In the 1950s and 60s, civil rights leaders learned a powerful lesson and put it to good, painful work. It changed our country immeasurably and ultimately ushered in the Civil Rights Act of 1964 and the Voting Rights Act of 1965.
On streets, on buses, at lunch counters, at train stops and even on the doorsteps of elementary, middle and high schools — people, particularly young people, quietly and peacefully protested inequity, injustice and inhumane segregation. The protests were orderly and dignified. Students were consistently respectable and peaceful.
The plan was to show the world that the spirit of white supremacy, which served as the foundation of Jim Crow segregation and oppression, would act out with horrific ugliness if its limits were tested even a little bit. Their hypothesis was proven right.
Peaceful, beautiful protestors, ranging from children to old women, were beaten with sticks and clubs as they crossed the Edmund Pettus Bridge in Selma. They were violently sprayed with full strength fire hoses and bitten by vicious police dogs under the direction of Birmingham Commissioner of Public Safety Eugene “Bull” Connor. Four little girls had their bodies blown to bits by a bomb at the 16th Street Baptist Church. In Greensboro and Nashville, mean-spirited whites would smile and laugh as they dumped milkshakes on the heads of protestors quietly sitting at the segregated Woolworth’s lunch counters. Tax-paying black folk who built up the nerve to go and vote would be told to recite the Constitution or guess how many bubbles were in a bar of soap.
When the family of 6-year-old Ruby Bridges honored the request of the NAACP for her to integrate William Frantz Elementary School in Louisiana, what happened next defied all logic. White families began removing their kids from the school. Only one teacher, a transplant from Boston, would agree to teach her and ended up being forced to teach her in a classroom all by herself.

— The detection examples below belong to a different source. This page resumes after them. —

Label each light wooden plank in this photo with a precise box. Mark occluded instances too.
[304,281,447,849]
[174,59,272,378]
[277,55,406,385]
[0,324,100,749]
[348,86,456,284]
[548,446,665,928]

Protesters consistently showed up to yell and scream obscenities at the little girl. She began praying every day as armed security escorted her through the hateful mob. One woman threatened to poison Ruby — forcing the child to only eat and drink food she bought from home. Another woman brought a black baby doll in a coffin to the protests. Her father lost his job. Her family was banned from the local grocery store. Her grandparents were kicked off of the land where they were sharecroppers.